Unified Removal of Raindrops and Reflections: A New Benchmark and A Novel Pipeline
This addresses a practical issue for applications like autonomous driving or photography where image clarity through windows in rainy conditions is crucial, representing a novel task definition rather than an incremental improvement.
The paper tackles the problem of removing both raindrops and reflections from images captured through glass surfaces, a composite degradation previously unaddressed, and proposes a diffusion-based framework that achieves state-of-the-art performance on a new real-shot benchmark and in-the-wild images.
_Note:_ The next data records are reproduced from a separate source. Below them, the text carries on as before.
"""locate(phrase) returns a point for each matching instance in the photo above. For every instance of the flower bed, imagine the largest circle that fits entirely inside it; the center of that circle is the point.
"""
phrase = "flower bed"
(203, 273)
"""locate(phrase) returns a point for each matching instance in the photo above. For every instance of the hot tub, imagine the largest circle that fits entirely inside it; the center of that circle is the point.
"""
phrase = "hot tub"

When capturing images through glass surfaces or windshields on rainy days, raindrops and reflections frequently co-occur to significantly reduce the visibility of captured images. This practical problem lacks attention and needs to be resolved urgently. Prior de-raindrop, de-reflection, and all-in-one models have failed to address this composite degradation. To this end, we first formally define the unified removal of raindrops and reflections (UR$^3$) task for the first time and construct a real-shot dataset, namely RainDrop and ReFlection (RDRF), which provides a new benchmark with substantial, high-quality, diverse image pairs. Then, we propose a novel diffusion-based framework (i.e., DiffUR$^3$) with several target designs to address this challenging task. By leveraging the powerful generative prior, DiffUR$^3$ successfully removes both types of degradations. Extensive experiments demonstrate that our method achieves state-of-the-art performance on our benchmark and on challenging in-the-wild images. The RDRF dataset and the codes will be made public upon acceptance.